An important distinction is that during homeostatic compensation the compensatory changes typically restore muscle depolarization precisely, whereas in Syx4 mutants we see a significant enhancement of neurotransmission, well beyond control levels. Nevertheless, it may be interesting to investigate whether any of the known homeostatic pathways are required for potentiation in Syx4 mutants. It is also possible that Syx4 itself is engaged in homeostatic mechanisms. For example, if Syx4 is involved in downregulating Cac channels, it could potentially participate in the PHD mechanism described by Gaviño et al. (2015), which would therefore be impaired in Syx4 mutant animals. Syx4 could also interact with other retrograde pathways that affect presynaptic release probability, such as signaling through the importin Imp13, which functions postsynaptically to regulate release probability and presynaptic intracellular Ca²⁺ (Giagtzoglou, Lin, Haueter, & Bellen, 2009).

One intriguing observation from our study is that paired-pulse facilitation is enhanced, compared to controls, when Syx4 is expressed postsynaptically in Syx4 mutants. This is surprising since simple overexpression of Syx4 in a wildtype animal does not affect facilitation. While we do not yet understand how this enhanced facilitation arises, one possibility could be differential expression of Syx4 isoforms. All of the overexpression and rescue experiments described in this study were conducted using a full-length Syx4 cDNA (Syx4A). However, there is a second isoform of Syx4 (Syx4B), encoding a shorter N-terminus, which is redundant with the A isoform with respect to all other phenotypes characterized for Syx4 to date (Harris et al., 2016 and data not shown). It is possible that paired-pulse facilitation is particularly sensitive to the ratio of Syx4 isoforms, leading to differences in phenotype in rescued animals (where Syx4A is expressed in the null mutant background) compared to overexpression animals (where Syx4A is expressed in control background and both endogenous isoforms are present). It will be interesting to investigate this and other possible mechanisms in the future.

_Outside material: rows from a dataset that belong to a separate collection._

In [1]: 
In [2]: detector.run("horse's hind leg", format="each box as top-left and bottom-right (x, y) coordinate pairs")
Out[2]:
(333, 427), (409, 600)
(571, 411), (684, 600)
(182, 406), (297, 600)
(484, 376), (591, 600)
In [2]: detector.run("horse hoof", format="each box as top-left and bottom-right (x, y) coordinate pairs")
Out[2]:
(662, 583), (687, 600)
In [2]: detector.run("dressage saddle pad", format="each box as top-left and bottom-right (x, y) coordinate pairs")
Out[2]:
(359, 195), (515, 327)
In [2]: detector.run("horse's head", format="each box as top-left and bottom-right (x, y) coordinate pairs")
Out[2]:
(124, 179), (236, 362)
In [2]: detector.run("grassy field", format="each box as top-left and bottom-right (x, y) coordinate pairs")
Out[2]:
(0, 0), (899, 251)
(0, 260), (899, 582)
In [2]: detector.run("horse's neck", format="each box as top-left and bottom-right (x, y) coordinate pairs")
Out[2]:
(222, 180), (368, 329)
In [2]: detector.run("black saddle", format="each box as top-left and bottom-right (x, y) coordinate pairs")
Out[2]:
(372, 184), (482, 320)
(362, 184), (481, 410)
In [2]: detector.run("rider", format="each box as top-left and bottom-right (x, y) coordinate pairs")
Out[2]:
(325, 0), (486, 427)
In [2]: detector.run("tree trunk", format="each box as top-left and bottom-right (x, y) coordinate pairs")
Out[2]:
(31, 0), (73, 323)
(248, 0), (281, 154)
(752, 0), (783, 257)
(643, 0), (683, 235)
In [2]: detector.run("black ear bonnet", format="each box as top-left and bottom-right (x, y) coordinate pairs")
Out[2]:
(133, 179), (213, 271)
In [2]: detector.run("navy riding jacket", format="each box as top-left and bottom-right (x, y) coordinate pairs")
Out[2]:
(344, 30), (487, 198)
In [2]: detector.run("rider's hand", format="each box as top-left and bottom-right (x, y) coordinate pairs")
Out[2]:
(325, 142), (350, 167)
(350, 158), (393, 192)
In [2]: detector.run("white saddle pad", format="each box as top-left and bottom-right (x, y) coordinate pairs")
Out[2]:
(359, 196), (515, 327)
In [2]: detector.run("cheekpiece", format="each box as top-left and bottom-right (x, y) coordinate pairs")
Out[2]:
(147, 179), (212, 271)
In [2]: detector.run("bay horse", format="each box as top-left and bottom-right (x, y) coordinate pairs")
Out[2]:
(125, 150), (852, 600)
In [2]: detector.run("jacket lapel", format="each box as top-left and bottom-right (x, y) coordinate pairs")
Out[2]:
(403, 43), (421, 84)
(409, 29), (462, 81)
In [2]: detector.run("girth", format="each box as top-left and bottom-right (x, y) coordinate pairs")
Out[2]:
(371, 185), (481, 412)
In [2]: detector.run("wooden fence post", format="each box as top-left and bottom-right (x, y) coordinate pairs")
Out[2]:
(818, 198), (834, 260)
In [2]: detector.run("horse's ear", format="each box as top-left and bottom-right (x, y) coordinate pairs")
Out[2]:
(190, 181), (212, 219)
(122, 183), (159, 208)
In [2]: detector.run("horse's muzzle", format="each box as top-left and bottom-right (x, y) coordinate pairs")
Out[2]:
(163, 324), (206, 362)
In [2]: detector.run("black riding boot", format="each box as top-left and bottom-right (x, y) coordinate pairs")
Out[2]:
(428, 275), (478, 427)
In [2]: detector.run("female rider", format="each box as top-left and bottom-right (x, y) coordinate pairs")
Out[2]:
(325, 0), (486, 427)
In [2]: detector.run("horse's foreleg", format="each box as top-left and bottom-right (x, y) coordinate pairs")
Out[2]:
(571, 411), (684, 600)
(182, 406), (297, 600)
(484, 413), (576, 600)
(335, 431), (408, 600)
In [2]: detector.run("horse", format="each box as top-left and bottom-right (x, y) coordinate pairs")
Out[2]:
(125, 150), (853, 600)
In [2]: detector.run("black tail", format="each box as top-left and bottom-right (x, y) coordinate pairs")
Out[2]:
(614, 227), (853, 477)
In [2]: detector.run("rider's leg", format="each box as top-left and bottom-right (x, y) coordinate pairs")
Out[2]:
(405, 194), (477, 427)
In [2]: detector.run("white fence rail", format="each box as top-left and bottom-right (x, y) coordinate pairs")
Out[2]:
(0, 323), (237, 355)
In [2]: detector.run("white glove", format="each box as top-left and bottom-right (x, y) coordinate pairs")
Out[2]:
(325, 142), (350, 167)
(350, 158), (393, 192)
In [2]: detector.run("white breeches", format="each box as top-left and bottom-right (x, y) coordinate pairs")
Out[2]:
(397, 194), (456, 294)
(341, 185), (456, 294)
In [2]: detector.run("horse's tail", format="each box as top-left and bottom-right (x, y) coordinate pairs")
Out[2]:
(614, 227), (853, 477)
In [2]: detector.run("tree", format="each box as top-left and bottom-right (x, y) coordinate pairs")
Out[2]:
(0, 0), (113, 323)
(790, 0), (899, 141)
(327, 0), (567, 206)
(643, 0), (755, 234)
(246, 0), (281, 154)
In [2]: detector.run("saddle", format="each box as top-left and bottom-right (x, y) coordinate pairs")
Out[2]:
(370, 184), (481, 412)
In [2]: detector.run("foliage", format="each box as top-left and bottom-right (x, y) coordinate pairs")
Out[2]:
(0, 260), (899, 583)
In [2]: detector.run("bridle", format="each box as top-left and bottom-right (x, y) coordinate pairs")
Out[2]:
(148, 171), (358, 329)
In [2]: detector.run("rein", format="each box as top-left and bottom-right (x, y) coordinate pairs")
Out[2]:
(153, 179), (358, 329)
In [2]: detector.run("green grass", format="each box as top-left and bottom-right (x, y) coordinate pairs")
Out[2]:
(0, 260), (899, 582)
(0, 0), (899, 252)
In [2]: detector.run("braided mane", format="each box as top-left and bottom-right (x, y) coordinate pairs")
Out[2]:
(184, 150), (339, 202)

How Syx4-dependent signaling from the muscle leads to presynaptic changes at active zones remains an interesting open question. Syx4 regulates the membrane localization of two postsynaptic cargo molecules, Syt4 and Neuroligin 1, which cooperate to modulate the size and plasticity of the NMJ (Harris et al., 2016). However, we found no evidence that Syt4 or Nlg participate with Syx4 to regulate the Syx4 presynaptic enhancement phenotypes. Thus, it is likely that Syx4, as a postsynaptic t-SNARE, mediates the release of additional retrograde signals, and that multiple overlapping Syx4-dependent pathways are involved in establishing normal synaptic morphology, plasticity, and function.

Conclusions

We described electrophysiological analysis of animals lacking the postsynaptic t-SNARE Syx4. Syx4 mutants exhibit synaptic enhancement accompanied by presynaptic changes at active zones, including an increase in presynaptic Ca²⁺ channels at active zones and a decrease in Ca²⁺ cooperativity. All of these features are rescued by restoring postsynaptic Syx4. We conclude that retrograde pathways regulated by Syx4 inhibit active zone potentiation, and that Syx4 modulates multiple postsynaptic signaling pathways with overlapping function.

Acknowledgements

We thank S. Sigrist and H. Aberle for sharing reagents. We thank the Bloomington Drosophila Stock Center (NIH P40OD018537), the Drosophila Genome Resource Center (NIH 2P40OD010949-10A1), and the Developmental Studies Hybridoma Bank for providing materials used in this study.

Disclosure statement

No potential conflict of interest was reported by the authors.

Additional information

Funding

This work was supported by NSERC Discovery [Grant 250078] to BAS and NIH [grant NS040296] to JTL.